Yelp has sent a letter to the Federal Trade Commission (FTC) asserting that Google is improperly using Yelp images in local search results in violation of its 2013 antitrust settlement with the regulatory agency. Yelp also circulated the letter to several members of Congress and state attorneys general, according to a report in The Wall Street Journal.
The 2013 settlement concluded nearly two years of investigations and political maneuvering. As part of the agreement, Google said it would:
[M]ake available a web-based notice form that provides website owners with the option to opt out from display on Google’s Covered Webpages of content from their website that has been crawled by Google. When a website owner exercises this option, Google will cease displaying crawled content from the domain name designated by the website owner on Covered Webpages on the google.com domain in the United States. Website owners will be able to exercise the opt-out described above by completing a web-based notice form. Google will implement the opt-out within 30 business days of receiving a properly completed notice form . . .
Reportedly, the commitment lasts through the end of this year, though that isn’t explicitly stated in the FTC discussion of the settlement or Google’s accompanying letter to the FTC.

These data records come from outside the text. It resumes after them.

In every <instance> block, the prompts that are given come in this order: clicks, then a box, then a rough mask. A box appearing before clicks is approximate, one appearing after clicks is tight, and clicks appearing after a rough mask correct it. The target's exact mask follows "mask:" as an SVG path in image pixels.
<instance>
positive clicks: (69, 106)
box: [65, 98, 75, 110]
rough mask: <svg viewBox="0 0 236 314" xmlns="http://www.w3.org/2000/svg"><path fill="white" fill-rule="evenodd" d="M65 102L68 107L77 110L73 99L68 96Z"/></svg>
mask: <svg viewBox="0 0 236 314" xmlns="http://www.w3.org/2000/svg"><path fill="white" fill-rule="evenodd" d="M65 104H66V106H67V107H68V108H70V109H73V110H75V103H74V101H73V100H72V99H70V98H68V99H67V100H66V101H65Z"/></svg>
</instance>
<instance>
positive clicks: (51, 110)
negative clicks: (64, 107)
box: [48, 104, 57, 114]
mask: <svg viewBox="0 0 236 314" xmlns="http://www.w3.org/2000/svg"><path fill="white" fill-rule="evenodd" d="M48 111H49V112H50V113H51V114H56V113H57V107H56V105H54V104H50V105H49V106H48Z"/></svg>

The “do not crawl” provision of the settlement agreement came partly in response to 2011 Yelp claims that Google was requiring that the review site allow use of its content on Google Place Pages as a condition of being included in Google’s search index.
I have been unable to independently find Yelp images being used in Google Maps. However, the WSJ article cites multiple examples:
Yelp said it investigated and found that over one hour, Google pulled images from Yelp’s servers nearly 386,000 times for business listings in Google Maps, which Google exempted from its promise to not scrape content. Yelp then searched Google for 150 of the businesses from those map listings and found that for 110 of them, Google used a Yelp photo as the lead image in the businesses’ listings in search results.
For instance, googling “brooklyn zoo williamsburg” on a smartphone yields a box atop the search results with information about the Brooklyn Zoo NY gym in Brooklyn, including its address, hours and reviews. Also included is a photo of the gym’s interior, which was pulled from its Yelp page. Other examples include Mount Sinai Hospital in Chicago and the Capital Mall in Olympia, Wash. Users or business owners typically post photos on Yelp.
If Google is found in violation of the 2013 settlement agreement, each instance “may result in a civil penalty of up to $16,000,” according to the FTC release. If each image is treated as a separate violation, that would hypothetically trigger penalties of more than $6 billion, which is entirely unlikely.
If the “do not crawl” provision of the agreement does in fact expire at the end of this year, it’s not clear what will happen in 2018. Google could potentially resume crawling and inclusion of third-party content over publisher objections. I suspect, however, that Google would not do so and risk a high-profile outcry from Yelp and potentially others.
Such a move wouldn’t help Google’s case in Europe, nor in the US, where an uncertain and volatile political climate could potentially create new risks for the company.